Con este referéndum, los que se dejen provocar por estas preguntas fundamentales pueden ser los verdaderos ganadores. Estas preguntas, como lava a los pies de un volcán, bullen en el corazón de cada uno. Jesús de Nazaret las resumió con un grito sin par en la historia: «¿De qué le sirve al hombre ganar el mundo entero si arruina su vida?» (Mc 8,36). Cuando el ruido del referéndum se apague y la vida de cada día nos vuelva a sorprender con su peso silencioso e inexorable, el único sonido que no se apagará será el latido de nuestro corazón. El latir constante del corazón nos recordará que estamos hechos para la felicidad, estamos hechos para la vida, para ser amados. Es el latido de un corazón que mendiga un sentido. Y quizás cuando nos demos cuenta de esto seamos capaces de dejar espacio al Niño Jesús que, a pesar de rechazarle después, siempre está allí esperando a que le invoquemos. Él es mendigo de nuestro corazón.

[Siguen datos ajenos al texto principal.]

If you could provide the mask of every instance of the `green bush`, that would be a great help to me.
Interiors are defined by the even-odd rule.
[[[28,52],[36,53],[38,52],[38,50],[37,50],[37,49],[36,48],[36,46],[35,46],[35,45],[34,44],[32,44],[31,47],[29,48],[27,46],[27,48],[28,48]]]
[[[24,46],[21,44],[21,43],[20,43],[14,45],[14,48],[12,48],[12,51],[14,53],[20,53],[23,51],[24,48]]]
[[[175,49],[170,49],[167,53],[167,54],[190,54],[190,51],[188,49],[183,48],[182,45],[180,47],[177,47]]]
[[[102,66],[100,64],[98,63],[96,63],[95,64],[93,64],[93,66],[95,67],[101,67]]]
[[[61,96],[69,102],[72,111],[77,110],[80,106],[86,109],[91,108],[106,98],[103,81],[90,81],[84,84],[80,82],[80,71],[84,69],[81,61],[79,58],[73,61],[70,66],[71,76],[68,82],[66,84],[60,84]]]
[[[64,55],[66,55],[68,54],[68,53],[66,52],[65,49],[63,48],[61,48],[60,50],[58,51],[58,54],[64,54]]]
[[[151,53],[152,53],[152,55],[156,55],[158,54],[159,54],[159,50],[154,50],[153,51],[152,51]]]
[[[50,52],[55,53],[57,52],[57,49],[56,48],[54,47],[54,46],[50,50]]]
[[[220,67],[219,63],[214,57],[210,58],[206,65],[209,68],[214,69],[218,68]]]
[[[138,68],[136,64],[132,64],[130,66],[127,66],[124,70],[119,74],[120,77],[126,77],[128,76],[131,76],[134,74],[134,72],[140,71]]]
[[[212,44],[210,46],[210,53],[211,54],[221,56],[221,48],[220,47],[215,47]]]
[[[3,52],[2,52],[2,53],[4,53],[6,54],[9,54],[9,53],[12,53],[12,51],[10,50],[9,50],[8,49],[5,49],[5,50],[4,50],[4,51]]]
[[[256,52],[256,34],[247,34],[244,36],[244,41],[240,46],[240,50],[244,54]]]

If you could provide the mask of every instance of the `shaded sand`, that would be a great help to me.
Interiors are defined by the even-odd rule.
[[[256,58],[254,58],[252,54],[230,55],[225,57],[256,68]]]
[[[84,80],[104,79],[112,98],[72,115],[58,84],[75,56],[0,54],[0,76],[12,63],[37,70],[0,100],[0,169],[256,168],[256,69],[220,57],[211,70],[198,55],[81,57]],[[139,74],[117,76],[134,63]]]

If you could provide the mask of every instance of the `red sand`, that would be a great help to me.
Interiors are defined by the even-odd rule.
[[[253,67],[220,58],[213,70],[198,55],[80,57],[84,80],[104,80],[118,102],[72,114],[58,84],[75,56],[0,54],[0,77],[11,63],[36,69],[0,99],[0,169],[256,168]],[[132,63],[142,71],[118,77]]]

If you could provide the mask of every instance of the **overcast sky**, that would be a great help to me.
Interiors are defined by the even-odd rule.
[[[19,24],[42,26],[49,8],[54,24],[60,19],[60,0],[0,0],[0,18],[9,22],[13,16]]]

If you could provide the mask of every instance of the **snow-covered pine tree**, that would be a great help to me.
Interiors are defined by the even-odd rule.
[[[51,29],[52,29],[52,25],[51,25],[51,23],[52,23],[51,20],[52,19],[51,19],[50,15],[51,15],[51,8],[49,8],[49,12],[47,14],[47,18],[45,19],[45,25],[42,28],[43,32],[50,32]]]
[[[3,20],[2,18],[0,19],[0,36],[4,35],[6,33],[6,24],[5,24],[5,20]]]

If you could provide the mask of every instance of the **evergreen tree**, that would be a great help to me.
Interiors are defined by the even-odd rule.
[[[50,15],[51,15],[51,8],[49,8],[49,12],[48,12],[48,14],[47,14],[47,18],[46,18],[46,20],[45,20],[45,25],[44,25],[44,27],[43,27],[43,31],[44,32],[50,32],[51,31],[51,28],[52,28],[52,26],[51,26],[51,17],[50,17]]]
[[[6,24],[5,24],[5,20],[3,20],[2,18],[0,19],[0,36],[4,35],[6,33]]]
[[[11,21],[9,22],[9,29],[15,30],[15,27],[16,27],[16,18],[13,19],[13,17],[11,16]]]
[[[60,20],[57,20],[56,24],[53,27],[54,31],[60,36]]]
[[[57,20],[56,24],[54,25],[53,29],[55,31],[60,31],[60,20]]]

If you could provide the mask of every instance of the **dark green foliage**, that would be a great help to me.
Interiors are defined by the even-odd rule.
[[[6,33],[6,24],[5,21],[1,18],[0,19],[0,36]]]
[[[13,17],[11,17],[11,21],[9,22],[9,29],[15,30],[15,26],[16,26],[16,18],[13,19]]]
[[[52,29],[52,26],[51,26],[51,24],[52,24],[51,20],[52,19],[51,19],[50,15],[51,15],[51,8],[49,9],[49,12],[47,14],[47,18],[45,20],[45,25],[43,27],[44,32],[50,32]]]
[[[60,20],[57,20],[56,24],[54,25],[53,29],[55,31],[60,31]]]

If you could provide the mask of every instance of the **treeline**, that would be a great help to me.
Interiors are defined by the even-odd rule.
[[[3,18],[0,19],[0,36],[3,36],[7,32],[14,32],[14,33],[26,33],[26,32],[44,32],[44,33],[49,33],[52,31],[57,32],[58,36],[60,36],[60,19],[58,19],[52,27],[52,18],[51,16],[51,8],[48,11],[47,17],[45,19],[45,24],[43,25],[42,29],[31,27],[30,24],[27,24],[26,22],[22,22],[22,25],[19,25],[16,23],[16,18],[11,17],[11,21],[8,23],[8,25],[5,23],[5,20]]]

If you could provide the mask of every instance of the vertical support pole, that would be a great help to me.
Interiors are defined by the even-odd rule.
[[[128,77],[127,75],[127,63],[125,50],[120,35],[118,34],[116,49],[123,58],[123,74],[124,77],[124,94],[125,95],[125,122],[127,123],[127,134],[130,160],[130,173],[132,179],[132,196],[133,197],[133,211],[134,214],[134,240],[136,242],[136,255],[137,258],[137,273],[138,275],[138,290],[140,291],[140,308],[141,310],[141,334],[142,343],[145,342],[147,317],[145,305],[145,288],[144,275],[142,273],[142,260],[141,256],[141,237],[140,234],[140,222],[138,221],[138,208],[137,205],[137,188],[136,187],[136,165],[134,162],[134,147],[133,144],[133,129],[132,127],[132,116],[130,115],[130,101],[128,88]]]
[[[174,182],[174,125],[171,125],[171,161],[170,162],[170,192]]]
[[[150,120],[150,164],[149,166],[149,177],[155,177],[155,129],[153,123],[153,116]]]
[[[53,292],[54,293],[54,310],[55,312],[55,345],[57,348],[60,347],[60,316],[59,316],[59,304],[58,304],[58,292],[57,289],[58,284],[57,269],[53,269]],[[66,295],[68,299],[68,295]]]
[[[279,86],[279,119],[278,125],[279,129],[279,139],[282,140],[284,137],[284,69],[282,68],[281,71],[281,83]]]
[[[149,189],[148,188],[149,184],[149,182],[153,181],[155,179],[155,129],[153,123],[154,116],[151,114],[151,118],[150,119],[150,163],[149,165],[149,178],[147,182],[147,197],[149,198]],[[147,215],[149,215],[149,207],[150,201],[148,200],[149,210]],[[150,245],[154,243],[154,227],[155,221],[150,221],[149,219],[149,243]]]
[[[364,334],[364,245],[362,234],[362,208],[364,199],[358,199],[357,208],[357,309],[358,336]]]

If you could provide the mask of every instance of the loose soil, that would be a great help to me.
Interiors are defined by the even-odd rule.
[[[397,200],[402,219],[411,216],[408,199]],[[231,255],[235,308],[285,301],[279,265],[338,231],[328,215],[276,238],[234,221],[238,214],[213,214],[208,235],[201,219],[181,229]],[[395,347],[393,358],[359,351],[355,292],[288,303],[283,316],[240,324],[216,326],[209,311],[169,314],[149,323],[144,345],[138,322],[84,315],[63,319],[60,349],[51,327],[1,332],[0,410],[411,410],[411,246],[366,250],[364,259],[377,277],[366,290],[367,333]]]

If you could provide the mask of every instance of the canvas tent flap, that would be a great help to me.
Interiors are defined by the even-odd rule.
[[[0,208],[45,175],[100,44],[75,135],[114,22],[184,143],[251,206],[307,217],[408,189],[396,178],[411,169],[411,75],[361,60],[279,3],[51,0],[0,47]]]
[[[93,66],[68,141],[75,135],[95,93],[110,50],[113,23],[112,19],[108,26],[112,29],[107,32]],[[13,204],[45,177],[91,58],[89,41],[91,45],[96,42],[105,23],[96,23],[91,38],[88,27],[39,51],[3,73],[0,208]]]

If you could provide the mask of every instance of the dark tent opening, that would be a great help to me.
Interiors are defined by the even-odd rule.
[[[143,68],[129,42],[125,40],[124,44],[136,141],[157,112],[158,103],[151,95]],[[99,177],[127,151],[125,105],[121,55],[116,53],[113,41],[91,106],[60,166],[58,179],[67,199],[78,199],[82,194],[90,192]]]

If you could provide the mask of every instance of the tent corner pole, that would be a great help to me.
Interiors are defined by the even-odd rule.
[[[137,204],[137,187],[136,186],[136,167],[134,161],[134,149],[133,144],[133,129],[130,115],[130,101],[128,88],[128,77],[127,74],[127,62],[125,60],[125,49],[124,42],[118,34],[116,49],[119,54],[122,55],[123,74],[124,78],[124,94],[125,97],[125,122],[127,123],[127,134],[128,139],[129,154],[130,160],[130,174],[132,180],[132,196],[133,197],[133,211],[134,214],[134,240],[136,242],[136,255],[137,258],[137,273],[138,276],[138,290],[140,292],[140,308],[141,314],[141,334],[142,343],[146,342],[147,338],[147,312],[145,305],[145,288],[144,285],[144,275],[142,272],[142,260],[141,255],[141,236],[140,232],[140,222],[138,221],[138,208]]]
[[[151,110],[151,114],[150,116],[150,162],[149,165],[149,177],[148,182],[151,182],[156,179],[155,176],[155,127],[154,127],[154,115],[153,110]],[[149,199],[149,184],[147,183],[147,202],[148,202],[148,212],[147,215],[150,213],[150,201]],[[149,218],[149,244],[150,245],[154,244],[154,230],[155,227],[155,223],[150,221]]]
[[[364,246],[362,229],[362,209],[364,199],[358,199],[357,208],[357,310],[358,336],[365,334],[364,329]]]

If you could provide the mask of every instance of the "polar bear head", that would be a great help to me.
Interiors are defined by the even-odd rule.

Entonces seremos capaz de verificar la imposible pretensión de Cristo. No será la defensa o la abolición de valores (intentos que nos pueden parecer cada vez más extraños) lo que responde a las necesidades más profundas de nuestro corazón, sino Aquel que está presente aquí y ahora, exactamente como lo estaba al principio. Solo ante esta belleza desarmada que cautiva a hombres y mujeres de hoy igual que a los primeros que le conocieron –Juan y Andrés, la prostituta y el ladrón– es posible vivir la experiencia de una imposible unidad, primero y sobre todo en nosotros mismos. Dicha unidad, o por lo menos una apertura semejante, brinda la oportunidad de un diálogo en medio de la creciente amenaza de una “cultura de las barreras”, de la intolerancia, del prejuicio de que el otro sea un enemigo a eliminar.